Sheena Chestnut Greitens
Sheena Chestnut Greitens is an assistant professor of Political Science at the University of Missouri and a non-resident senior fellow at the Center for East Asian Policy Studies at the Brookings Institution. She is also an asociate in research at the Fairbank Center for Chinese Studies at Harvard University and a Public Intellectuals Program (PIP) fellow with the National Committee on U.S.-China Relations.
Greitens’ research focuses on East Asia, security, and non-democratic politics. Her work has been published in academic journals and edited volumes in English, Chinese, and Korean, and has appeared in Newsweek, Foreign Policy, The International Herald Tribune, and The New York Times. She previously held positions at the U.S. Department of State’s Policy Planning Staff, the International Institute for Strategic Studies, and Oxford University Press, and had fellowships at the U.S. Institute of Peace, the University of Virginia’s Miller Center, the Mansfield Foundation-Korea Foundation’s Korea program, the Harvard Academy for International and Area Studies, and Harvard’s Fairbank Center for Chinese Studies.
Greitens earned her Ph.D from Harvard University. She holds a B.A. from Stanford University and an M.Phil from Oxford University, where she studied as a Marshall Scholar.
Ambassador J. Stapleton Roy
Ambassador J. Stapleton Roy retired from the Foreign Service in January 2001 after a career spanning 45 years with the U.S. Department of State. A fluent Chinese speaker, Ambassador Roy spent much of his career in East Asia, where his assignments included Bangkok (twice), Hong Kong, Taipei, Beijing (twice), Singapore, and Jakarta. He also specialized in Soviet affairs and served in Moscow at the height of the Cold War. Ambassador Roy served as ambassador three times: in Singapore (1984-86), the People’s Republic of China (1991-95), and Indonesia (1996-99). In 1996, he was promoted to the rank of career ambassador, the highest rank in the Foreign Service. Ambassador Roy’s final post with the State Department was as assistant secretary for Intelligence and Research.
In January 2001, Ambassador Roy joined Kissinger Associates, Inc., a strategic consulting firm, as managing director. For several years he was director of the Kissinger Institute on China and the United States at the Woodrow Wilson International Center for Scholars; he now serves as its distinguished scholar and founding director, emeritus.

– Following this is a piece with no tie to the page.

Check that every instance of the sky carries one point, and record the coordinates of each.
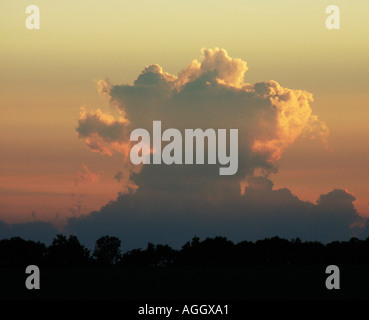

Ambassador Roy was born in Nanjing, China of American missionary parents. In 1956, he graduated magna cum laude from Princeton University, where he majored in history and was elected to Phi Beta Kappa. He has done post-graduate study on Mongolian language, history, and culture at the University of Washington, attended the U.S. Army Russian Institute in Garmisch-Partenkirchen and is a distinguished graduate of the National War College.